REvil’s attacks have compromised tens of thousands of computers around the world and fetched at least $200 million in ransom, Attorney General Merrick Garland said in November as he announced charges against two gang-linked hackers.
This summer, REvil went offline and its data breach site and ransom portals went offline following a string of high-profile ransomware attacks. He was behind the July 2 ransomware attack on the supply chain that damaged more than 1,000 organizations worldwide, targeting Florida-based software vendor Kaseya. And JBS, the world’s largest meat processor, said in June that it paid $ 11 million after the REvil hack.
Such attacks have attracted significant attention from law enforcement officials around the world. The US announced charges against the two subsidiaries in November, hours after European law enforcement officials released the results of a lengthy operation involving 17 countries.
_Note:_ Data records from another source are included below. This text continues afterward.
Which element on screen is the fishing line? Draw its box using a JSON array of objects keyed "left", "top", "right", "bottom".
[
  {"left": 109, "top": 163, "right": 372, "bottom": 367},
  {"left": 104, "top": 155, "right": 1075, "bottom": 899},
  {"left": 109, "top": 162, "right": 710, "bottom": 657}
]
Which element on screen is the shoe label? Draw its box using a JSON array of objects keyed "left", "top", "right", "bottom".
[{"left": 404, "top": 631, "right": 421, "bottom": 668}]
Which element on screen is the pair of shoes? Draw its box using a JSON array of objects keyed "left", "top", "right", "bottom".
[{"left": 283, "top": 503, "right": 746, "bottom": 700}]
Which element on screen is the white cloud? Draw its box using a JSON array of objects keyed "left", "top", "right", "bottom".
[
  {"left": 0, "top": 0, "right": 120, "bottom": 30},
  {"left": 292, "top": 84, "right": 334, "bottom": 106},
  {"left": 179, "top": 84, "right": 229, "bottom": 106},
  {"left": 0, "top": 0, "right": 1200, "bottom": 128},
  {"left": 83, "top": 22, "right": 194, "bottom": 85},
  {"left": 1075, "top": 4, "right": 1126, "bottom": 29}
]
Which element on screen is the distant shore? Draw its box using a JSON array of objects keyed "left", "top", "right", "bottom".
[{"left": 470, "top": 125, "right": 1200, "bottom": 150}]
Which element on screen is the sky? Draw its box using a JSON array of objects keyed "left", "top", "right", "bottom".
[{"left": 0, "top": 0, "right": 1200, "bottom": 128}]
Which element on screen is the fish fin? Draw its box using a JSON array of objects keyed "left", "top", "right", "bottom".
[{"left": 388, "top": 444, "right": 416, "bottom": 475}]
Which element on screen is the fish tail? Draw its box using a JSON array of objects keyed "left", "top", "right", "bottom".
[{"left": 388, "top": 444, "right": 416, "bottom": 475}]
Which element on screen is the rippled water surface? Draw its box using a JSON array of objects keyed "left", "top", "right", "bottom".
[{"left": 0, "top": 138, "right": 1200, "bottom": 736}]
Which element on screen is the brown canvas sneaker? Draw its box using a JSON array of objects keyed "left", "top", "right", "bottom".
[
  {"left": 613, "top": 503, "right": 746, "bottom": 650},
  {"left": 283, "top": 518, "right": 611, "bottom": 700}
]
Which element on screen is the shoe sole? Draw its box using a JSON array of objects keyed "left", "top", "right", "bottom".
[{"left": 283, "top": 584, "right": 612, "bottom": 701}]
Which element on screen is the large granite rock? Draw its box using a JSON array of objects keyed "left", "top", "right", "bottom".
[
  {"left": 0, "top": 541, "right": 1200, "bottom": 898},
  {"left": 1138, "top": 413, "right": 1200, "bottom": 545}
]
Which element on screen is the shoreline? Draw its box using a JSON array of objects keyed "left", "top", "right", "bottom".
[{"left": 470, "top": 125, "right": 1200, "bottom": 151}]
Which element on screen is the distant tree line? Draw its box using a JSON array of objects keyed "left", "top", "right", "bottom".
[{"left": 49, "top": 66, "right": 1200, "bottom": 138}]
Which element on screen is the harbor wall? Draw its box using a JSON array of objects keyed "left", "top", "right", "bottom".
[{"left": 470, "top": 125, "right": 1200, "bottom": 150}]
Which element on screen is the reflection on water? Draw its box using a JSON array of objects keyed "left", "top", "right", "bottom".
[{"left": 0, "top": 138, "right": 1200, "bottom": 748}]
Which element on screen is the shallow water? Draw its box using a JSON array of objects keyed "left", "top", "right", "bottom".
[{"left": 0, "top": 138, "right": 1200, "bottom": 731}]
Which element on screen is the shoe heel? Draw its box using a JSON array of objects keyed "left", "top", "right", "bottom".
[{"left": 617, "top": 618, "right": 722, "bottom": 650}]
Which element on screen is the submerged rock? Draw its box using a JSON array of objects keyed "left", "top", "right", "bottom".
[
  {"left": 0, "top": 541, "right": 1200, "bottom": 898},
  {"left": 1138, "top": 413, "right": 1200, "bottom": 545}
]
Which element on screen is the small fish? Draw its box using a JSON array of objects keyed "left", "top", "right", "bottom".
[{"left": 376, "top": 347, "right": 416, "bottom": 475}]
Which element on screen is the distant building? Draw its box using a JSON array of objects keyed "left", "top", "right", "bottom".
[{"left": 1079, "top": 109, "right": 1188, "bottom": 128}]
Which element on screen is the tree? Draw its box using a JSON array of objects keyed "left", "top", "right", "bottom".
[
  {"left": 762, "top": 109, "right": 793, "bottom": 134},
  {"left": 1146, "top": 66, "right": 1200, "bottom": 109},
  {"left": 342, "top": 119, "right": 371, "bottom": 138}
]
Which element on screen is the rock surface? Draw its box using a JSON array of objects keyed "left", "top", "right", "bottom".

The operation has arrested a total of seven hackers linked to REvil and another ransomware family since February, Europol said.
The Associated Press reported last year that U.S. officials had meanwhile shared several names of suspected ransomware operators with Russian officials, who said they had launched an investigation. Kremlin spokesman Dmitry Peskov said late last year that the countries are engaged in a useful dialogue.
“This is a huge, huge deal,” Allan Liska, an intelligence analyst at cybersecurity firm Recorded Future, said of the arrests announced by the FSB on Friday. “Until recently, this was a top-level group.”
Frank Bayak reported from Boston, Litvinova reported from Moscow. Catherine Gaska from Brest, France, Alan Suderman from Richmond, Virginia, and Eric Tucker from Washington contributed to this report.